While in El Salvador, we were blessed to be able to visit the kids that we still at the other orphanage and separated from their family at the hogar. It was one of the most heartbreaking days that I’ve experienced on the Race so far.

The first thing I thought when we pulled up to the orphanage was that this is an institution and not a home. The facility was built to house 500-600 kids but they currently had between 30 and 40. The tall grey buildings seemed more daunting than welcoming.

When we got there a few of the girls ran to see our host. One ran and jump-hugged him and broke down sobbing. In that instant my heart broke.

The entire time I was fighting back tears and wondering how God could allow a family to be separated for so long. Going from a loving family to this institution? Where is your justice God? What about the ones responsible for this separation and heartbreak?

I have to trust that God cares and is just.

The more I watched the kids interact with their family the more the injustice of it began to sink in and the more deeply I began to be affected.

Why am I blessed with a family that loves me to bits? What about the kids here that don’t have a hogar to hope to come back to? What about those who call institutions like these home?

In this moment I began to feel the pangs of homesickness and longed to be reunited with my family, even just briefly. To be able to hug them. Cuddle them. Run into their arms.

It occurred to me that heaven will be like this. Reunions. Everlasting and eternal reunions with all those who we’ve ever loved. It will be a beautiful scene beyond my imagination. Running into each other’s arms, hugs, tears of joy, and smiles all around. We won’t ever have to say goodbye again!

God has really been speaking to me that he makes “all things new”. He doesn’t make all new things, he restores that which we already have.

I wanted a broken heart. I prayed for it. I called out to God for it. Now I’m getting it.

He’ll make my heart new. He wants to heal me from my hurts, my sins, and everything that blemishes my heart. He wants to restore it. He wants to restore my relationships and my heart compass. He wants to give me radical heart change.

It’s like when you need to break a bone in order to reset it so it can heal correctly.

My heart was broken when I came into this world (quite literally since I had a hole in my heart, but that’s beside the point), and it healed, but it healed misaligned.

Jesus wants my heart aligned with him- how it was meant to be and function best. However, in order to do this my heart needs to be broken. He hates to see me in pain. He records my tears, but it’s needed. It has to happen for good to come.

When my heart is broken I want to run to any source of comfort but him.

Why am I so resistant to run to the only one who can truly help me, heal me, and comfort me? I want to want to run to him.

I’m messed up and can’t fix it. I mess things up around me. But him? He restores. He heals. He comforts. He’s everything I lack.

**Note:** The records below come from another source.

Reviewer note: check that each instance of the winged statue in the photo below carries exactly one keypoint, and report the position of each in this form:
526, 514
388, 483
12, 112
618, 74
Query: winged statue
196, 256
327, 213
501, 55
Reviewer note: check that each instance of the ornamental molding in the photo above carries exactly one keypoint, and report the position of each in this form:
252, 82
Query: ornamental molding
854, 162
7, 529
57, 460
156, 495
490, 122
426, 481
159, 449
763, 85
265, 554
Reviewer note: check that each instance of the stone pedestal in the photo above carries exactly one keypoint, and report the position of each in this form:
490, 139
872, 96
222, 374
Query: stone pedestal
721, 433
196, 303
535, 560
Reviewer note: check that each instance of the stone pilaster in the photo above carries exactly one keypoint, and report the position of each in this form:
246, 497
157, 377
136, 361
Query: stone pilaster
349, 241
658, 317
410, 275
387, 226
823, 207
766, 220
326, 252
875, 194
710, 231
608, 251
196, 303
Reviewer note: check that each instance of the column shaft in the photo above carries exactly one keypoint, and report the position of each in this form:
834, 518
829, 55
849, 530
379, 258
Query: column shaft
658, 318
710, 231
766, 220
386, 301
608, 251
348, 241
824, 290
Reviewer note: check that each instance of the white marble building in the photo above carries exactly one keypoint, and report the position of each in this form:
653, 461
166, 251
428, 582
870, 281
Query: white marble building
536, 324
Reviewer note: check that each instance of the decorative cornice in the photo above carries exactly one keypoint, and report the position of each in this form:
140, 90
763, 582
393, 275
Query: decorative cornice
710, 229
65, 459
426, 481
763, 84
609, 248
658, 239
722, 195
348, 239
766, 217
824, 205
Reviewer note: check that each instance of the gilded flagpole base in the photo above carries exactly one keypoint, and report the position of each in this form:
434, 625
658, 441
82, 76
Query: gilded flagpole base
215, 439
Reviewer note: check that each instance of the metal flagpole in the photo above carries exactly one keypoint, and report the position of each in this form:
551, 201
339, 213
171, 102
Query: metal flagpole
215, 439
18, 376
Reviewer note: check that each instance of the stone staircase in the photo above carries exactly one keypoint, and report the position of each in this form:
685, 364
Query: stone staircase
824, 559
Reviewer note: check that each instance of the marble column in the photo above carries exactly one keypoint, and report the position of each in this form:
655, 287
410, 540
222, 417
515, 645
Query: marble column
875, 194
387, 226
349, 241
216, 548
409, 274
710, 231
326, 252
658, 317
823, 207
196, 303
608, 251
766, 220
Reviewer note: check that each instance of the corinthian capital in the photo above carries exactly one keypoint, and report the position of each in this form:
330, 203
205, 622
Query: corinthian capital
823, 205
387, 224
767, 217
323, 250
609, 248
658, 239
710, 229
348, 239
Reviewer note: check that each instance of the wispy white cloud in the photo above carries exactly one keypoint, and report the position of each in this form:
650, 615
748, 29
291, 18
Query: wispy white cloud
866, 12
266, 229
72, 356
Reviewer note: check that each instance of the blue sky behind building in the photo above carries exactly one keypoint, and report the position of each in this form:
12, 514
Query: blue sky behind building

When I feel called to something tough, my first reaction is to think of how I can’t because of what I lack. In reality, I have no excuse because whatever I lack, he is. Often when I’m going through how I can’t, the voice of God will cut me off and speak truth.

But I’m not brav—-I AM

But I don’t know how to d—- I DO

But I’m not very good at th— I AM

 

When I’m not able to do something on my own, it gives God a chance to swoop in. It gives him glory because we’ve done the impossible. Something that was once impossible for me to do on my own has now been accomplished. How’d that happen? There’s only one way- God stepped in.

What might you not being doing out of fear or because you feel inadequate? What if you gave it up to God and let him take it. See what he can do. He’s Redeemer and in the business of restoration!